I arrive to assess patient, and after briefly introducing myself, I proceed to do a full head-to-toe assessment. I love this part of my job. It is great to spend time talking and doing a full comprehensive assessment and trying to find out what is wrong with the patient. During this assessment, I do a manual blood pressure. It is really low ­­­– SBP 55. This warrants a 777 medical emergency team (MET) call. After the 777 call is made, a resuscitation team arrives. I now liaise between nursing and medical staff. I assist the nursing staff in administering medications and fluids, inserting IDC, recording ECGs, or anything else that is required. I assist the medical staff in helping to continually monitor the patient, canulate, and venepuncture. This team now works together to stabilise this patient, which we do. Once stabilised, I leave the ward but will return later to check the patient’s progress.

01:00 AM

I visit the other two patients on my list. Both patients were assessed by my colleague during the day and a good plan of care was established. Both are stable and the nursing staff are happy with the plan of care.

02:00 AM: CUP OF TEA

Cup of tea and writing notes.


Pager goes bleep, bleep, bleep! “MEDICAL EMERGENCY, RIDDIFORD HOUSE” (a residential hostel on the hospital site). Where? Ok, let’s go. When I arrive, there is only an orderly and no equipment or medical staff. The patient is complaining of central chest pain. I can do little at this stage but call for an ambulance and provide reassurance to the patient. Thankfully, the paramedics arrive with lots of equipment and the patient is safely transferred to ED.

04:00 AM

I go and check on the patient in 5S. The patient remains stable. I discuss the plan of care with the primary nurse. There is also a student nurse working and she is keen to know why I put the MET call out. This gives me a great opportunity to do some teaching, another great part of this job.

05:00 AM: LUNCH

Back in the office for lunch and note writing.

06:00 AM

I revisit the four ICU discharges from yesterday and discharge them from our service.

6:30 AM

The phone rings with another referral. I am told the patient is becoming agitated. On further questioning of the nurse, it may be that the patient is in some pain. I suggest that they give the patient analgesia and I will hand it over to my colleague.
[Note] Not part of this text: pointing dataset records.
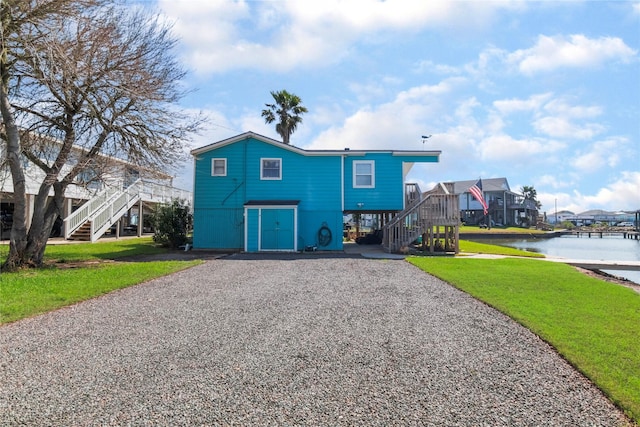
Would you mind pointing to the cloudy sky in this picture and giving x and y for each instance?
(543, 93)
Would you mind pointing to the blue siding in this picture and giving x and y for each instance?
(218, 228)
(252, 230)
(310, 224)
(315, 180)
(388, 193)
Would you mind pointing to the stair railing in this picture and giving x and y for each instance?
(84, 212)
(110, 212)
(408, 225)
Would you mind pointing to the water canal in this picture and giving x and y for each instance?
(606, 248)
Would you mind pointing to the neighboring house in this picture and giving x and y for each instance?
(560, 216)
(113, 191)
(253, 193)
(505, 206)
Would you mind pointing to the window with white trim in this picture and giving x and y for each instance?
(364, 175)
(271, 169)
(218, 167)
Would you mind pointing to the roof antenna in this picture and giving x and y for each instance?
(424, 139)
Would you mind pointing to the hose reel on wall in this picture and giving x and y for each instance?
(324, 235)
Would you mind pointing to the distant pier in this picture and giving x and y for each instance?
(635, 235)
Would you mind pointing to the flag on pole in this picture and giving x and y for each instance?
(476, 191)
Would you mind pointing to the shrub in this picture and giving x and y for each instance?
(171, 223)
(568, 225)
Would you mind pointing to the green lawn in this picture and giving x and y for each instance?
(101, 250)
(467, 246)
(30, 292)
(592, 323)
(499, 230)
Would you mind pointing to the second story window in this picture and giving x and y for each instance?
(364, 174)
(218, 167)
(270, 168)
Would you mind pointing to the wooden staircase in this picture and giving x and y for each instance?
(83, 233)
(96, 216)
(424, 217)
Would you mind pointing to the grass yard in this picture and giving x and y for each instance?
(592, 323)
(483, 248)
(30, 292)
(500, 230)
(107, 250)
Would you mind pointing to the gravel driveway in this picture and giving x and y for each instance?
(297, 341)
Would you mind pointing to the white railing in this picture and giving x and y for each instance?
(103, 219)
(109, 205)
(160, 193)
(84, 212)
(408, 225)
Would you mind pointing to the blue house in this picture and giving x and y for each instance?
(253, 193)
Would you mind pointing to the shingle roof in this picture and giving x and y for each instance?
(488, 184)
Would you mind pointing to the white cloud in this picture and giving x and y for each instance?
(222, 35)
(533, 104)
(561, 127)
(397, 124)
(503, 147)
(621, 194)
(600, 154)
(576, 51)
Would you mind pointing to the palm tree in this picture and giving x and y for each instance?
(287, 108)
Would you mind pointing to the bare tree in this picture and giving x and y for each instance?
(99, 82)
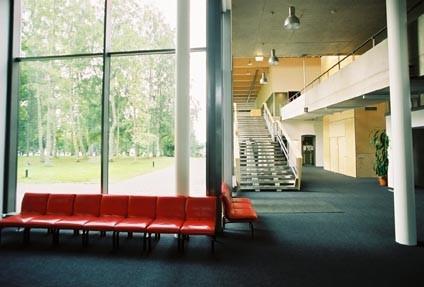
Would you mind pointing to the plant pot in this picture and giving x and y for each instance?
(382, 180)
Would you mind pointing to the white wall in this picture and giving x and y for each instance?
(288, 74)
(366, 74)
(4, 36)
(417, 120)
(297, 128)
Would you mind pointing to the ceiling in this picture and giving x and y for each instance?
(328, 27)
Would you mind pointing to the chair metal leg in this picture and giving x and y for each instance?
(85, 236)
(213, 244)
(144, 241)
(55, 236)
(251, 229)
(26, 235)
(150, 242)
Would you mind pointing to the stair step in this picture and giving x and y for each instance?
(268, 188)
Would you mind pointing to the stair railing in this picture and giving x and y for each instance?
(236, 146)
(278, 133)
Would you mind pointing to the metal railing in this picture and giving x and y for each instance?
(326, 74)
(278, 133)
(372, 40)
(236, 147)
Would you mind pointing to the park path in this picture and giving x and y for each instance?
(160, 182)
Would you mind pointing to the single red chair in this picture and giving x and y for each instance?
(58, 207)
(113, 209)
(226, 191)
(238, 212)
(86, 208)
(33, 204)
(200, 218)
(170, 215)
(141, 212)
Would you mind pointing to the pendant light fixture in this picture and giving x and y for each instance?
(273, 60)
(292, 22)
(263, 80)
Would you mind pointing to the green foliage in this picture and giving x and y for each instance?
(67, 170)
(380, 141)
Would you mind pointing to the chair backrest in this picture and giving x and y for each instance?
(60, 204)
(226, 192)
(201, 208)
(226, 204)
(34, 203)
(142, 206)
(87, 204)
(170, 207)
(114, 205)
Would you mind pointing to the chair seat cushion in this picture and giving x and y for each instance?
(246, 214)
(73, 222)
(198, 227)
(43, 221)
(241, 205)
(133, 224)
(165, 226)
(15, 221)
(241, 199)
(103, 223)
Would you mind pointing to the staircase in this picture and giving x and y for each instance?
(263, 165)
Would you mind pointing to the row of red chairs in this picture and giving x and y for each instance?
(117, 213)
(237, 209)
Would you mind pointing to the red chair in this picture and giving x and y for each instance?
(226, 191)
(200, 218)
(58, 206)
(141, 212)
(86, 208)
(33, 204)
(113, 209)
(238, 212)
(170, 215)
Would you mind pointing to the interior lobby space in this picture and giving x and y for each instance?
(211, 143)
(352, 245)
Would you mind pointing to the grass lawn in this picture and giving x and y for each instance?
(68, 170)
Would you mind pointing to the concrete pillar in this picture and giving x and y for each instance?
(227, 103)
(400, 103)
(182, 109)
(4, 54)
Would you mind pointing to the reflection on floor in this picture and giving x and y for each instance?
(355, 247)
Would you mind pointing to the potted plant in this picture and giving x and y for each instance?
(380, 141)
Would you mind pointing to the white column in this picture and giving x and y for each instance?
(4, 49)
(182, 108)
(400, 104)
(227, 103)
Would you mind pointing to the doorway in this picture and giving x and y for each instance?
(418, 151)
(308, 150)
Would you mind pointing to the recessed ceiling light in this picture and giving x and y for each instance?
(259, 58)
(292, 22)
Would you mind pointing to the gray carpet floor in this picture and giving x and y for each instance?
(354, 247)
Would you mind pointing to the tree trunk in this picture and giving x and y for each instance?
(112, 150)
(40, 127)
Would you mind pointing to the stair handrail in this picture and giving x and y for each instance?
(278, 132)
(236, 147)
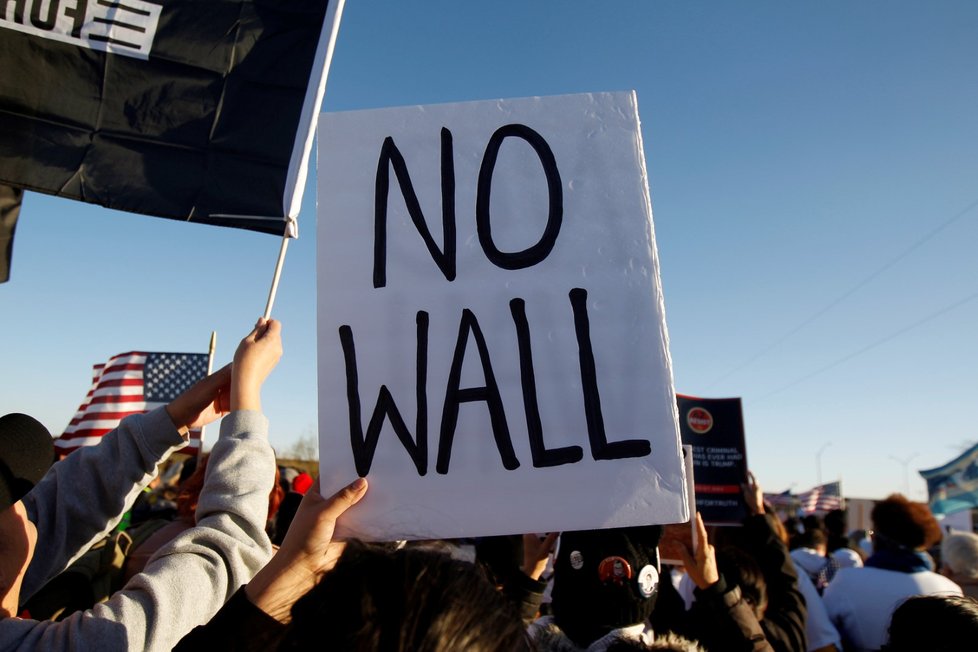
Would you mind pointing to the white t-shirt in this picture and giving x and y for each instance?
(860, 601)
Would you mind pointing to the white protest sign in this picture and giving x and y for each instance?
(493, 353)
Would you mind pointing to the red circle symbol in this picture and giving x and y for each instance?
(699, 420)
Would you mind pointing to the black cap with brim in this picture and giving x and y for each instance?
(26, 454)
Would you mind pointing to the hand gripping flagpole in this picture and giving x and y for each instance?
(210, 369)
(291, 231)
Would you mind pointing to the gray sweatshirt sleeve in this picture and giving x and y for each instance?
(189, 579)
(84, 496)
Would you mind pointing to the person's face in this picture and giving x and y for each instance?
(18, 538)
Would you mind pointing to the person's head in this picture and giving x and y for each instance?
(26, 453)
(669, 641)
(835, 523)
(500, 556)
(408, 600)
(936, 623)
(959, 554)
(605, 580)
(813, 539)
(188, 492)
(899, 523)
(738, 566)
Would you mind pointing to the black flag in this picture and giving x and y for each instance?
(198, 110)
(10, 199)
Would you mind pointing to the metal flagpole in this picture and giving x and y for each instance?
(291, 229)
(210, 369)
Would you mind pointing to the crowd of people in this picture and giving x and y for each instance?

Handover the patients, phone, pager, and bag. As the handover finishes, bleep bleep bleep! “MEDICAL EMERGENCY 7N”. I handed over just in time.


I arrive home. I have seen my children at the bus stop and waved at their happy faces. I feed the dog and go to bed. Good night.

The patient at risk* (PAR) service’s home base is in the Wellington Regional Hospital’s intensive care service. Their primary role is to support and educate ward staff in looking after acutely unwell adult patients in different ward settings.